Riverboat philosophizing
I went to a wedding in Chicago. One of the pre-wedding events was a cruise along the Chicago River with an architecture expert as guide. Halfway through the cruise, my baby started screaming. (Perhaps she took offense at the guide's aesthetics.) I took her downstairs to the bar to calm her down, and there ran into my friend the groom himself, with his baby. Our two daughters commenced applying their mouths to every available surface, and the two of us started talking. My friend is a philosopher, and I am a philosophizer, so we get along well.
One of the questions we were talking about was this: What does it mean to hope, to have a certain sort of confidence that everything will work out all right? More specifically, there are two parts of this question we were ruminating on.
What does it mean to say "everything will work out all right"? Clearly the meaning of the phrase depends on the context, but in general, there are two sorts of things we could mean: a general sense that the world will not suffer major cataclysm or disorientation, and a narrower confidence that one's immediate interests (life, liberty, maybe property) will be preserved.
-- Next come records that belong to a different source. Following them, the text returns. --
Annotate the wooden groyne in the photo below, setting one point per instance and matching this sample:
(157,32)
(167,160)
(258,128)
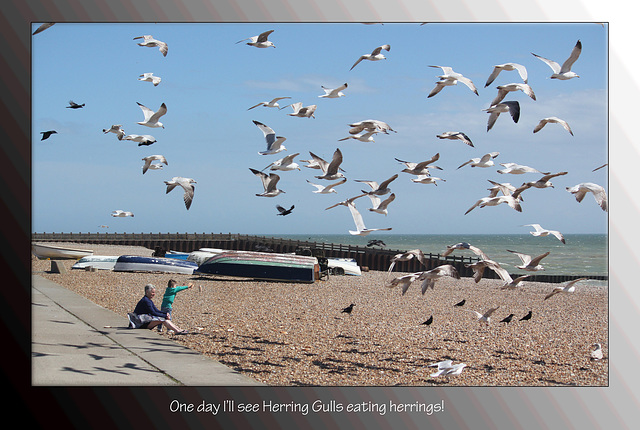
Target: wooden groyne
(366,257)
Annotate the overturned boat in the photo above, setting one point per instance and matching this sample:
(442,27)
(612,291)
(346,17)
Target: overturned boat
(265,266)
(136,263)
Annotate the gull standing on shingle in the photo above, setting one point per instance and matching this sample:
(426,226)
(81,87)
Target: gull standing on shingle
(599,193)
(271,103)
(333,93)
(451,78)
(569,287)
(117,129)
(528,263)
(522,71)
(269,183)
(274,143)
(148,77)
(513,107)
(187,186)
(150,42)
(485,161)
(142,139)
(374,56)
(322,189)
(150,159)
(542,232)
(421,168)
(361,230)
(503,90)
(564,72)
(552,120)
(259,41)
(285,164)
(453,135)
(151,118)
(330,170)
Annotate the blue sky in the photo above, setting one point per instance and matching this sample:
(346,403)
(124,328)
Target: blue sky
(81,175)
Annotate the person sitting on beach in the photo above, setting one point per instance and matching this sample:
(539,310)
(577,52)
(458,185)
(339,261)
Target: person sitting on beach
(149,316)
(170,296)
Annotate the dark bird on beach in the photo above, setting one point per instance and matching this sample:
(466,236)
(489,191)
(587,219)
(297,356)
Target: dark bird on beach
(429,321)
(47,134)
(507,319)
(526,317)
(284,211)
(349,308)
(376,242)
(74,105)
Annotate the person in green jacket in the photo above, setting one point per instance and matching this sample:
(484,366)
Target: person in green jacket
(170,296)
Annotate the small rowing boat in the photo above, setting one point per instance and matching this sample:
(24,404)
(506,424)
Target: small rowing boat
(265,266)
(54,252)
(136,263)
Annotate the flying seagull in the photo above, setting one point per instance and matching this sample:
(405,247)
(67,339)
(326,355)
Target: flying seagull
(453,135)
(503,90)
(564,72)
(326,189)
(542,232)
(552,120)
(142,139)
(47,134)
(374,56)
(116,129)
(330,170)
(121,214)
(370,125)
(150,117)
(452,78)
(148,160)
(270,103)
(530,264)
(513,107)
(186,184)
(485,161)
(361,230)
(569,287)
(269,183)
(148,77)
(150,42)
(74,105)
(333,93)
(421,168)
(259,41)
(599,193)
(282,211)
(522,71)
(274,143)
(43,27)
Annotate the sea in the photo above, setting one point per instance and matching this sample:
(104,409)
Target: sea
(582,254)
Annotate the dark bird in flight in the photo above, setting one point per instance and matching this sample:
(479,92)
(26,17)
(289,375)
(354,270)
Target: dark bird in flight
(349,308)
(507,319)
(47,134)
(284,211)
(74,105)
(526,317)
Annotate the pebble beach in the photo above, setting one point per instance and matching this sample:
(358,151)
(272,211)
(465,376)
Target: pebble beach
(294,334)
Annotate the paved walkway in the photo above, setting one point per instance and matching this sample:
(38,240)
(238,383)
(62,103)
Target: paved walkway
(78,343)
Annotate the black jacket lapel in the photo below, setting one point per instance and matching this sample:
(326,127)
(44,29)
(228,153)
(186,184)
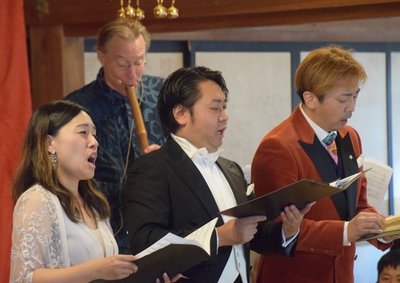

Let's take a prominent worry these days, that terrorists may mount another major attack in New York sometime during, say, the next twenty-five years. (Insert appropriate "God forbid" here.) If I say, "The terrorists will attack," and you say, "Everything will work out all right," you could mean either (a) the general fabric of society will not collapse (e.g., the terrorists will not win; martial law will not reign on the streets of Manhattan; our copies of The Cat in the Hat in Yiddish will not be carried off by looters); or (b) one's friends and family will not be killed or maimed.
In less extreme circumstances, I think, one tends to mean (b) -- that is, the narrower result will be a positive one, suitably modified to the worry at hand. For example, take my dissertation. (Please!) When your Host's wife says, "Everything will work out all right," she does not mean that I will find professional satisfaction in some other field even if, say, my committee doubles over in laughter at my defense and uses my thesis as a wrapper for fish-and-chips. She means that I will finish, and my career will properly progress. But as the stakes are raised and more serious worries are confronted, our definition of "all right" needs to be recalibrated.
So let's consider again the case of a terrorist attack. The attack will happen, in all probability, and people will die. (Again, God forbid.) Is it morally proper to hope in such a situation? Our intuition is yes, because such large-scale confidence (called bitokhn in the Jewish tradition; see below) is something most people have, if only because it'd be impossible to get through the day without it. But how can we hope if we know that someone (though not necessarily us) will suffer? How can we legitimately say "everything will be all right"?
Roughly speaking, if we consider the possible realization of our worst worries, we need to ask whether the resultant world is predominantly "all right" or not. If our worst worries are realized and the world that results is somehow "all right," how does this square with our intuitive definitions of "rightness"? (This might be connected to a larger question. Given our intuitive sense that the world is not an awful place, how do we understand the frequency of suffering? [This is also a theological question, of course, but since the question is interesting whether or not God is involved, I'm not going to talk about Him here. I'm sure He'll understand.]) If the resultant world is not "all right," how can we justify the hope that most of us manage to sustain?
There are Jewish correlatives to most of these problems. (I like what Baraita had to say recently on the subject of Hebrew and Aramaic terms in one's blog, so I'm going to use the English equivalents.) According to the Talmud, after death (it's not entirely clear to me when), one will be asked a series of questions about the conduct of one's life. One of them is "Have you hoped [or: Did you hope] for salvation?" (What's meant here is something like the Messianic age, although, of course, the commentaries differ.) There are other often-cited phrases: "This too is for the good," and "Everything that God does He does for the good." The Jewish approach matters not because the afterlife, or the world to come, or God's goodness, elides the question of evil, but because that question is important whether or not we believe in God, and for the same reasons -- namely, the possibility that our worst fears may come to pass, which might undermine our hope.
(Just to put your mind at ease, we did not talk about these things at the wedding. We drank wine and sang; some of us danced. I don't dance, but it was fun to watch.)